SPECIAL SESSION #23
Measuring AI: Methods, Metrics and Standard to Benchmark (Physical) AI Systems
ORGANIZED BY
Matteo Matteucci
Politecnico di Milano, Italy
Agnes Delaborde
Laboratoire National de Métrologie et d'Essais, France
ABSTRACT
Measuring and evaluating the output of AI and Autonomous Robotics systems is not a straightforward process. This is due to the intrinsic property of agency possessed by the system under test: task execution is subject to the system’s own decisions and to its own (often imprecise and/or partial) perception of its environment. Measuring autonomous systems requires novel metrological approaches.
MAIN TOPICS
Topics of interest for this Special Session include but are not limited to:
- Designing benchmarks for autonomous systems: testbeds, protocols, evaluation metrics
- Task benchmarks and Functionality benchmarks: combining module-level and system-level test provides additional insight
- Real-world experience: the METRICS project
- What does “good performance” mean for a robot? When is Robot A better than Robot B? Why are these issues crucial to industrial adoption of autonomous systems?
- Bringing metrology to new grounds
ABOUT THE ORGANIZERS
Matteo Matteucci, PhD, is Full Professor at the Department of Electronics, Information and Bioengineering of Politecnico di Milano, Italy. His main research topics are pattern recognition, machine learning, machine perception, robotics, computer vision and signal processing. He is deeply in the field of Robot Benchmarking; he participated as benchmarking expert in the FP7 EU funded RoSta Project. He has been the Coordinator of the European project RAWSEEDS (20062009, http://www.rawseeds.org) a Specific Support Action in the FP6 for the development of a benchmarking toolkit for multi-sensor SLAM algorithms. He has been the Principal Investigator for Politecnico di Milano (Partner) of the FP7 project RoCKIn (20132015, http://www.rockinrobotchallenge.eu/) for the design and execution of two international competitions for the benchmarking of autonomous robots in the home environment (RoCKIn@Home) and at work (RoCKIn@Work).

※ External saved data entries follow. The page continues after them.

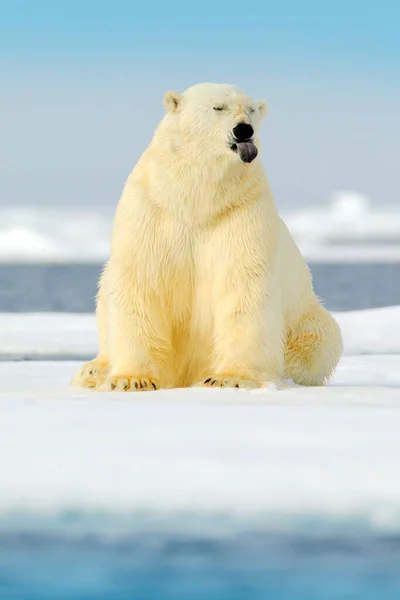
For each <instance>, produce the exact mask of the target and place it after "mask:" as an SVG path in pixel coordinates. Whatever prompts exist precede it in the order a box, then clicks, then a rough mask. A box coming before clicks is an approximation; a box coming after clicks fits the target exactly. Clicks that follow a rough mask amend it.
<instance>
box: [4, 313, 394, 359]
mask: <svg viewBox="0 0 400 600" xmlns="http://www.w3.org/2000/svg"><path fill="white" fill-rule="evenodd" d="M334 316H335V318H336V319H337V320H338V322H339V325H340V327H341V329H342V333H343V338H344V352H345V354H397V353H398V354H400V336H398V335H394V334H393V332H395V331H400V307H397V306H393V307H387V308H377V309H369V310H361V311H349V312H338V313H334ZM0 333H1V338H0V357H3V358H4V357H11V358H30V357H35V358H39V357H42V358H47V357H53V358H54V357H58V358H74V357H75V358H81V357H93V356H94V355H95V354H96V351H97V334H96V323H95V317H94V315H90V314H76V313H73V314H69V313H26V314H21V313H0Z"/></svg>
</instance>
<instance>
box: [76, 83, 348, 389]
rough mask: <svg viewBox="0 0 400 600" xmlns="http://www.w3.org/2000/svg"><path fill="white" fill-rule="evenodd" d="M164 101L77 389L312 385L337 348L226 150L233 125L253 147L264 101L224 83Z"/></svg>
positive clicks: (255, 187) (130, 179)
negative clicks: (96, 324)
mask: <svg viewBox="0 0 400 600" xmlns="http://www.w3.org/2000/svg"><path fill="white" fill-rule="evenodd" d="M164 103H165V106H166V108H167V114H166V115H165V117H164V118H163V120H162V121H161V123H160V124H159V126H158V128H157V130H156V132H155V135H154V137H153V139H152V141H151V143H150V145H149V147H148V148H147V150H146V151H145V152H144V154H143V155H142V157H141V158H140V160H139V162H138V163H137V165H136V167H135V168H134V170H133V171H132V173H131V175H130V176H129V178H128V180H127V183H126V185H125V188H124V191H123V194H122V197H121V199H120V202H119V205H118V208H117V211H116V216H115V223H114V228H113V233H112V243H111V256H110V260H109V262H108V264H107V266H106V268H105V270H104V273H103V275H102V277H101V281H100V286H99V294H98V303H97V320H98V330H99V341H100V350H99V354H98V357H97V358H96V359H95V360H94V361H91V362H90V363H88V364H87V365H84V367H83V368H82V369H81V370H80V371H79V373H78V374H77V375H76V377H75V380H74V383H75V384H77V385H82V386H86V387H97V388H101V389H120V390H122V389H126V390H129V389H131V390H133V391H135V390H141V389H155V388H158V387H167V388H168V387H183V386H191V385H195V384H197V383H199V382H200V383H201V382H204V381H205V380H206V381H207V383H205V384H206V385H211V384H212V385H215V386H237V387H242V386H243V387H252V386H262V385H267V384H269V383H271V382H272V383H276V384H278V385H279V384H280V382H281V380H282V379H283V378H284V377H289V378H292V379H293V381H294V382H296V383H300V384H306V385H321V384H323V383H324V382H325V381H326V380H327V379H328V378H329V377H330V376H331V374H332V372H333V370H334V368H335V366H336V364H337V362H338V359H339V357H340V354H341V351H342V340H341V335H340V331H339V327H338V325H337V324H336V322H335V321H334V319H333V318H332V317H331V315H330V314H329V313H328V312H327V311H326V310H325V309H324V308H323V307H322V306H321V304H320V303H319V301H318V299H317V298H316V296H315V294H314V292H313V289H312V283H311V277H310V273H309V270H308V268H307V265H306V264H305V262H304V260H303V258H302V256H301V255H300V252H299V250H298V248H297V247H296V245H295V243H294V241H293V239H292V238H291V236H290V234H289V232H288V230H287V228H286V226H285V225H284V223H283V222H282V221H281V219H280V218H279V216H278V214H277V211H276V208H275V204H274V201H273V198H272V195H271V191H270V189H269V185H268V182H267V179H266V176H265V173H264V169H263V167H262V164H261V161H260V159H259V158H256V159H255V160H254V161H253V162H252V163H250V164H247V163H243V162H242V161H241V159H240V157H239V155H238V154H237V153H235V152H233V151H232V149H231V147H230V140H231V136H232V133H231V132H232V128H233V127H234V126H235V124H237V123H238V122H240V121H243V120H244V121H246V122H247V123H251V124H252V126H253V127H254V129H255V132H256V133H255V144H256V146H258V147H259V138H258V132H259V126H260V122H261V120H262V118H263V116H264V115H265V113H266V105H265V103H264V102H262V101H259V102H254V101H253V100H252V99H251V98H249V97H248V96H247V95H246V94H245V93H244V92H242V91H241V90H240V89H238V88H237V87H235V86H232V85H222V84H221V85H220V84H199V85H196V86H193V87H192V88H189V89H188V90H187V91H186V92H185V93H184V94H182V95H179V94H178V93H176V92H168V93H167V94H166V95H165V98H164ZM218 106H219V107H221V106H222V107H223V108H224V110H220V111H216V110H214V107H218Z"/></svg>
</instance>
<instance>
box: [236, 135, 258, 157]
mask: <svg viewBox="0 0 400 600" xmlns="http://www.w3.org/2000/svg"><path fill="white" fill-rule="evenodd" d="M231 150H233V152H236V153H237V154H239V156H240V158H241V160H242V161H243V162H247V163H250V162H252V161H253V160H254V159H255V158H256V156H257V154H258V150H257V147H256V146H255V145H254V142H253V140H252V139H250V140H246V141H245V142H238V141H236V142H233V143H232V144H231Z"/></svg>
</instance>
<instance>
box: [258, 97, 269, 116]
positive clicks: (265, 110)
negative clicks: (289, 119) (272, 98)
mask: <svg viewBox="0 0 400 600" xmlns="http://www.w3.org/2000/svg"><path fill="white" fill-rule="evenodd" d="M257 107H258V110H259V112H260V117H261V118H262V119H263V118H264V117H265V115H266V114H267V112H268V105H267V103H266V102H264V100H257Z"/></svg>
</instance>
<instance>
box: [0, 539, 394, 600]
mask: <svg viewBox="0 0 400 600" xmlns="http://www.w3.org/2000/svg"><path fill="white" fill-rule="evenodd" d="M0 598H1V599H2V600H8V599H10V600H11V599H12V600H56V599H57V600H128V599H130V600H189V599H193V600H196V599H199V600H200V599H210V600H267V599H271V600H378V599H379V600H398V599H399V598H400V536H395V535H392V536H379V535H375V536H374V535H371V534H370V533H369V534H366V533H362V532H358V533H356V534H354V532H353V533H346V532H343V531H342V532H340V533H332V532H330V533H322V534H316V533H315V531H314V532H313V531H312V528H311V530H310V532H309V533H305V532H301V533H299V532H294V533H292V534H290V533H288V532H285V533H281V534H279V533H277V532H276V531H274V532H268V531H254V530H253V531H247V532H246V531H245V532H241V533H234V534H232V535H229V534H227V533H226V532H225V533H224V534H223V535H213V534H212V533H210V530H209V528H208V529H206V532H205V533H204V534H201V533H197V534H195V535H184V534H182V533H174V532H171V531H170V532H168V533H162V532H155V531H154V530H151V531H145V530H143V529H140V531H137V532H136V533H135V530H132V531H127V532H125V533H124V535H120V536H117V537H111V539H107V537H106V538H102V537H101V536H98V535H97V534H96V533H93V532H92V533H90V534H84V535H78V536H76V535H66V534H65V533H64V534H63V533H58V534H57V533H54V532H53V533H47V534H44V533H41V534H38V533H32V532H30V533H29V532H26V531H25V532H24V531H23V530H20V531H11V532H3V533H2V534H1V535H0Z"/></svg>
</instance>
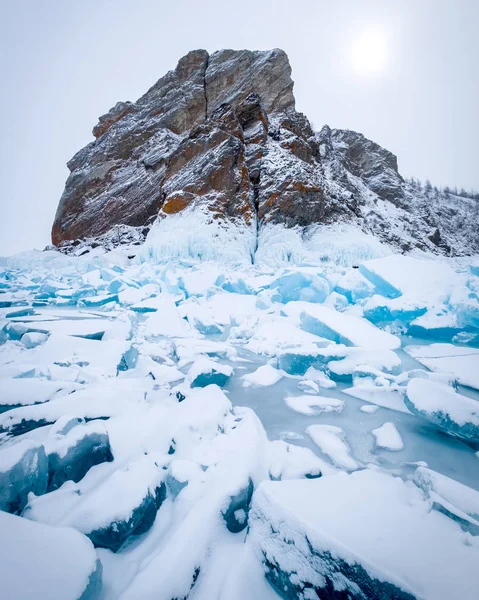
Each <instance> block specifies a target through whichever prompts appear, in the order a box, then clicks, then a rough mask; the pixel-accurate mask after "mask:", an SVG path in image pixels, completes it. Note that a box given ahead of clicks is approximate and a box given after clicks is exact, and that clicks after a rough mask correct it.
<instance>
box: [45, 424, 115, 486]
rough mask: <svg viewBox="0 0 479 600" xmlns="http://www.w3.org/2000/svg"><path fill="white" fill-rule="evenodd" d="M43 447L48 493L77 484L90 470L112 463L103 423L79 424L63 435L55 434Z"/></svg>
mask: <svg viewBox="0 0 479 600" xmlns="http://www.w3.org/2000/svg"><path fill="white" fill-rule="evenodd" d="M64 430H65V428H64V427H63V431H64ZM50 434H51V432H50ZM45 444H46V450H47V453H48V475H49V479H48V489H49V490H56V489H57V488H59V487H60V486H62V485H63V484H64V483H65V481H68V480H72V481H74V482H77V481H80V479H82V478H83V477H84V476H85V474H86V473H87V472H88V471H89V470H90V469H91V468H92V467H93V466H95V465H98V464H101V463H103V462H111V461H112V460H113V454H112V452H111V448H110V440H109V437H108V431H107V429H106V426H105V423H104V422H103V421H90V422H89V423H85V424H83V423H80V424H78V425H77V426H75V427H72V428H71V429H67V432H66V433H54V434H53V435H49V437H48V440H47V441H46V442H45Z"/></svg>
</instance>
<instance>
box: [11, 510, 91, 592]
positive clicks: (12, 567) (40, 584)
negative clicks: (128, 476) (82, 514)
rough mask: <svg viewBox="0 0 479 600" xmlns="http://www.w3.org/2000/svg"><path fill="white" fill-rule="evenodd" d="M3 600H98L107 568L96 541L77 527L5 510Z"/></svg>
mask: <svg viewBox="0 0 479 600" xmlns="http://www.w3.org/2000/svg"><path fill="white" fill-rule="evenodd" d="M0 528H1V530H2V535H1V536H0V578H1V581H2V597H4V598H9V599H12V600H13V599H15V600H30V599H31V598H32V597H35V598H42V599H43V598H48V599H49V600H79V599H80V598H81V600H96V599H97V598H99V597H100V593H101V590H102V565H101V562H100V561H99V560H98V557H97V555H96V552H95V550H94V549H93V545H92V543H91V542H90V541H89V540H87V539H86V537H85V536H83V535H81V534H80V533H78V532H77V531H75V530H74V529H71V528H68V527H50V526H48V525H43V524H41V523H33V522H32V521H29V520H28V519H22V518H20V517H16V516H13V515H9V514H7V513H4V512H0Z"/></svg>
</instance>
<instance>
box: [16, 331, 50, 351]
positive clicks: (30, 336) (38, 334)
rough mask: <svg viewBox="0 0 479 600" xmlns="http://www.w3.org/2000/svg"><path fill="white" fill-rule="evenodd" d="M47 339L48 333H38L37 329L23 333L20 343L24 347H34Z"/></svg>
mask: <svg viewBox="0 0 479 600" xmlns="http://www.w3.org/2000/svg"><path fill="white" fill-rule="evenodd" d="M47 340H48V334H46V333H40V332H38V331H31V332H27V333H24V334H23V335H22V338H21V342H22V344H23V345H24V346H25V348H35V347H36V346H40V344H43V343H44V342H46V341H47Z"/></svg>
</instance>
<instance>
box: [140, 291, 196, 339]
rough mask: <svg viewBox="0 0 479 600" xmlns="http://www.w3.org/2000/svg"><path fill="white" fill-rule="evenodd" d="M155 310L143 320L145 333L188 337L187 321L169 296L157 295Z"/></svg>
mask: <svg viewBox="0 0 479 600" xmlns="http://www.w3.org/2000/svg"><path fill="white" fill-rule="evenodd" d="M157 298H158V301H157V303H156V306H157V310H156V312H154V313H152V314H151V315H150V316H149V317H148V318H147V319H146V321H145V324H144V328H145V335H147V336H159V335H161V336H167V337H188V336H189V335H191V333H190V328H189V325H188V323H187V322H186V321H185V320H184V319H182V318H181V317H180V314H179V312H178V309H177V308H176V304H175V302H174V300H173V299H172V298H171V297H170V296H164V297H161V296H158V297H157Z"/></svg>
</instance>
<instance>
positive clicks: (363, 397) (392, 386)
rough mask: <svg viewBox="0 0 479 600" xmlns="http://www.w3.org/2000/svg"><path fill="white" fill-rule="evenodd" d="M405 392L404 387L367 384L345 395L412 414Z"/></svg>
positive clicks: (385, 406)
mask: <svg viewBox="0 0 479 600" xmlns="http://www.w3.org/2000/svg"><path fill="white" fill-rule="evenodd" d="M405 391H406V390H405V388H404V387H401V386H398V385H392V386H390V387H383V386H377V385H374V384H367V383H364V384H361V385H355V386H354V387H351V388H347V389H345V390H343V392H344V393H345V394H348V396H353V398H358V399H359V400H364V401H365V402H370V403H371V404H375V405H376V406H382V407H384V408H390V409H391V410H397V411H398V412H404V413H408V414H410V412H411V411H410V410H409V409H408V407H407V406H406V405H405V403H404V395H405Z"/></svg>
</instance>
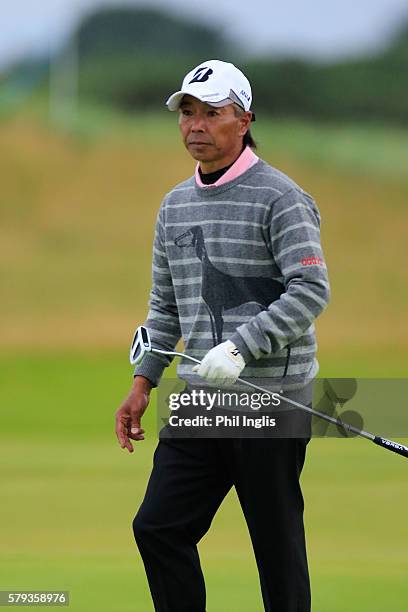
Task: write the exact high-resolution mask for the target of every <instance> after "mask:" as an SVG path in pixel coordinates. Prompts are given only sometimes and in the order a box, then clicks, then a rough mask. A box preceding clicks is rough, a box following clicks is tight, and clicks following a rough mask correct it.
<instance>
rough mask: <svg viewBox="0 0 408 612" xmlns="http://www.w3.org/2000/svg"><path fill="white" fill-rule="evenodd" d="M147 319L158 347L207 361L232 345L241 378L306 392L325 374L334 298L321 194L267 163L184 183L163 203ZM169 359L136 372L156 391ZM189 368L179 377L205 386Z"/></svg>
mask: <svg viewBox="0 0 408 612" xmlns="http://www.w3.org/2000/svg"><path fill="white" fill-rule="evenodd" d="M152 267H153V271H152V276H153V282H152V289H151V294H150V301H149V305H150V309H149V313H148V316H147V319H146V321H145V325H146V326H147V327H148V328H149V331H150V334H151V339H152V345H153V346H155V347H156V348H161V349H165V350H172V349H174V347H175V345H176V344H177V342H178V340H179V339H180V337H182V338H183V341H184V350H185V352H186V353H188V354H190V355H192V356H193V357H196V358H198V359H201V358H202V357H203V356H204V355H205V354H206V352H207V351H208V350H210V349H211V348H212V347H213V346H215V345H216V344H218V343H219V342H223V341H225V340H227V339H230V340H231V341H232V342H234V343H235V344H236V345H237V347H238V348H239V350H240V351H241V353H242V355H243V357H244V360H245V363H246V367H245V369H244V370H243V372H242V377H244V378H245V377H248V378H251V379H252V378H254V377H256V378H258V379H263V382H264V383H265V380H266V379H267V380H268V381H269V382H271V383H272V387H273V386H274V384H277V385H281V384H282V381H283V382H284V383H285V384H287V386H288V388H291V387H293V388H296V387H299V386H300V387H301V386H303V385H304V384H306V383H307V382H308V380H309V379H310V378H313V377H314V376H315V375H316V374H317V371H318V363H317V360H316V338H315V327H314V320H315V319H316V317H317V316H318V315H319V314H320V313H321V312H322V310H323V309H324V308H325V306H326V305H327V303H328V300H329V282H328V277H327V269H326V265H325V263H324V257H323V253H322V248H321V244H320V215H319V211H318V209H317V206H316V204H315V202H314V200H313V198H312V197H311V196H310V195H309V194H308V193H306V192H305V191H303V189H301V188H300V187H299V186H298V185H297V184H296V183H295V182H294V181H293V180H292V179H290V178H289V177H288V176H286V175H285V174H283V173H282V172H280V171H279V170H277V169H275V168H273V167H271V166H270V165H269V164H267V163H266V162H265V161H263V160H262V159H259V161H258V162H257V163H256V164H255V165H253V166H252V167H251V168H249V170H247V171H246V172H244V173H243V174H241V175H240V176H239V177H237V178H235V179H234V180H232V181H230V182H228V183H225V184H223V185H220V186H218V187H212V188H210V189H209V188H203V187H199V186H198V185H197V184H196V182H195V179H194V177H191V178H190V179H188V180H187V181H185V182H183V183H181V184H179V185H177V186H176V187H175V188H174V189H173V190H172V191H171V192H170V193H168V194H167V195H166V197H165V198H164V200H163V202H162V205H161V207H160V210H159V213H158V216H157V222H156V229H155V237H154V245H153V266H152ZM170 361H171V359H170V358H167V357H165V356H158V355H155V354H153V353H150V354H148V355H146V356H145V358H144V360H143V363H142V364H140V365H139V366H137V367H136V370H135V375H142V376H145V377H146V378H148V379H150V380H151V382H152V383H153V384H154V385H158V383H159V380H160V378H161V375H162V373H163V370H164V368H165V367H166V366H167V365H169V363H170ZM192 365H193V364H191V362H188V361H187V360H181V361H180V363H179V365H178V367H177V373H178V376H179V377H180V378H182V379H184V380H185V381H186V382H187V383H191V384H199V383H200V381H201V379H200V378H199V377H198V376H197V375H196V374H193V373H192V371H191V368H192Z"/></svg>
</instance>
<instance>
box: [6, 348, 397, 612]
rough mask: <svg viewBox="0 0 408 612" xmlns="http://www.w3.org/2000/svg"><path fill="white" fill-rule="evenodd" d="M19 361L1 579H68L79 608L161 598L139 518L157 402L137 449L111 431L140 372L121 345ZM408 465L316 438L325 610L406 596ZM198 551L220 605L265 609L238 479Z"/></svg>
mask: <svg viewBox="0 0 408 612" xmlns="http://www.w3.org/2000/svg"><path fill="white" fill-rule="evenodd" d="M8 363H9V366H8V367H7V365H6V362H5V360H4V359H2V360H1V366H2V372H3V373H5V374H6V379H5V378H4V377H3V378H2V398H3V400H5V404H3V407H2V425H3V427H2V434H1V447H0V448H1V451H0V461H1V465H2V483H3V501H2V506H1V518H2V521H1V525H2V527H1V534H0V537H1V541H2V546H1V556H0V576H1V580H0V586H1V588H2V589H25V590H27V589H48V590H50V589H65V590H69V591H70V593H71V606H70V609H72V610H75V611H81V612H87V611H89V610H101V611H102V610H103V611H104V612H105V611H106V612H110V611H114V610H115V611H116V610H120V611H122V610H123V611H126V612H127V611H129V612H131V611H136V610H138V611H139V610H140V611H143V612H144V611H146V612H147V611H149V610H152V605H151V603H150V596H149V592H148V587H147V583H146V579H145V575H144V570H143V566H142V562H141V560H140V558H139V555H138V553H137V549H136V546H135V544H134V542H133V535H132V532H131V521H132V518H133V516H134V514H135V513H136V510H137V508H138V506H139V504H140V502H141V500H142V498H143V494H144V489H145V486H146V482H147V478H148V475H149V472H150V469H151V462H152V455H153V450H154V445H155V443H156V432H155V413H154V404H153V405H151V406H150V407H149V410H148V413H147V415H146V417H145V419H144V426H145V428H146V431H147V433H146V440H145V441H144V442H142V443H139V444H137V445H136V449H135V452H134V454H133V455H128V454H127V453H126V452H125V451H123V450H121V449H120V448H119V446H118V445H117V442H116V438H115V436H114V433H113V412H114V409H115V407H116V405H117V403H118V401H119V400H120V398H121V397H122V396H124V394H125V393H126V389H127V386H128V378H129V368H128V366H127V364H126V361H125V358H124V357H123V356H122V355H119V354H115V353H105V354H101V355H96V354H95V355H93V356H92V358H90V356H88V357H86V356H83V355H82V356H81V355H80V354H78V355H74V354H71V355H66V356H64V355H63V354H59V355H55V356H53V357H51V356H49V357H45V356H44V357H43V358H41V357H38V358H34V357H33V356H31V358H30V360H29V361H28V360H27V358H26V359H24V358H15V359H13V360H11V361H10V360H9V361H8ZM29 363H31V365H32V367H31V368H30V367H28V364H29ZM10 366H11V367H10ZM21 372H25V374H24V379H25V384H24V386H23V388H22V387H21V382H20V378H21ZM17 426H18V428H17ZM405 472H406V465H405V462H404V460H403V459H402V458H401V457H398V456H397V455H392V454H391V453H386V452H384V451H382V450H381V449H378V448H377V447H375V446H374V445H371V444H369V443H368V442H366V441H364V440H338V439H337V440H333V439H314V440H312V442H311V443H310V445H309V450H308V461H307V462H306V466H305V469H304V472H303V477H302V479H303V489H304V497H305V503H306V517H305V518H306V528H307V541H308V547H309V564H310V571H311V576H312V592H313V600H314V606H313V610H314V611H315V612H344V611H346V610H347V612H348V611H355V612H362V611H363V610H364V611H365V610H367V611H368V610H369V611H370V612H384V610H387V609H389V607H388V606H390V607H391V606H395V607H396V608H398V607H399V606H401V603H402V602H404V601H407V598H408V585H407V582H406V575H407V571H408V558H407V555H406V546H405V544H406V541H407V537H408V529H407V522H406V520H405V514H406V512H405V508H406V504H407V503H408V494H407V489H406V487H405V483H406V474H405ZM393 500H398V503H392V501H393ZM391 552H392V554H391ZM200 554H201V558H202V565H203V569H204V571H205V575H206V577H207V588H208V609H209V610H211V612H224V611H229V610H231V612H233V611H237V612H238V611H241V610H242V611H246V610H251V611H253V612H261V610H262V604H261V600H260V595H259V588H258V577H257V572H256V566H255V561H254V558H253V553H252V550H251V545H250V541H249V536H248V533H247V530H246V526H245V523H244V520H243V517H242V514H241V511H240V508H239V505H238V501H237V498H236V495H235V492H231V493H230V494H229V495H228V497H227V499H226V500H225V501H224V503H223V505H222V506H221V509H220V511H219V512H218V514H217V515H216V517H215V520H214V523H213V528H212V529H211V531H210V532H209V534H208V535H207V536H205V537H204V538H203V540H202V542H201V543H200Z"/></svg>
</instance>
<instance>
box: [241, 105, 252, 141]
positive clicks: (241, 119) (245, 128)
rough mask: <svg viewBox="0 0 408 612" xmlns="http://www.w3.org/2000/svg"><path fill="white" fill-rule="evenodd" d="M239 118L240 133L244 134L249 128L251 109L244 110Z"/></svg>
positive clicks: (251, 118)
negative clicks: (239, 121)
mask: <svg viewBox="0 0 408 612" xmlns="http://www.w3.org/2000/svg"><path fill="white" fill-rule="evenodd" d="M239 120H240V124H241V125H240V135H242V136H243V135H244V134H246V133H247V131H248V130H249V128H250V125H251V120H252V111H246V112H245V113H242V115H241V116H240V118H239Z"/></svg>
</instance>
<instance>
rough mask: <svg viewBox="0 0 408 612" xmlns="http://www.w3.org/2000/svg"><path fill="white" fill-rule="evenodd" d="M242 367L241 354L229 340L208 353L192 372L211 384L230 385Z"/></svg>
mask: <svg viewBox="0 0 408 612" xmlns="http://www.w3.org/2000/svg"><path fill="white" fill-rule="evenodd" d="M244 367H245V361H244V359H243V357H242V355H241V353H240V352H239V350H238V349H237V347H236V346H235V344H234V343H233V342H231V340H227V341H226V342H222V343H221V344H218V345H217V346H215V347H214V348H212V349H211V350H210V351H208V353H207V354H206V355H205V357H204V359H203V360H202V362H201V363H200V364H199V365H196V366H194V367H193V372H197V374H198V375H199V376H201V377H202V378H205V379H206V380H208V381H210V382H212V383H215V384H219V385H231V384H233V383H234V382H235V381H236V380H237V378H238V377H239V375H240V374H241V372H242V370H243V369H244Z"/></svg>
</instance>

Agnes Delaborde, PhD, is Head of Department of “AI evaluation and cybersecurity” at Laboratoire National de Métrologie et d'Essais. Agnes Delaborde has been a research engineer at the Laboratoire National de Métrologie et d'Essais since 2017 performing research on the evaluation of robotics, she focuses on metrics and experimental plans for the evaluation of Human-Robot Interaction. She has previously worked for 7 years at LIMSI-CNRS on Human-Robot Interaction modeling and specialized in experimental plans for data collection in robotic environments. She is a member of the UNM-81 standardization committee in charge of industrial robotics.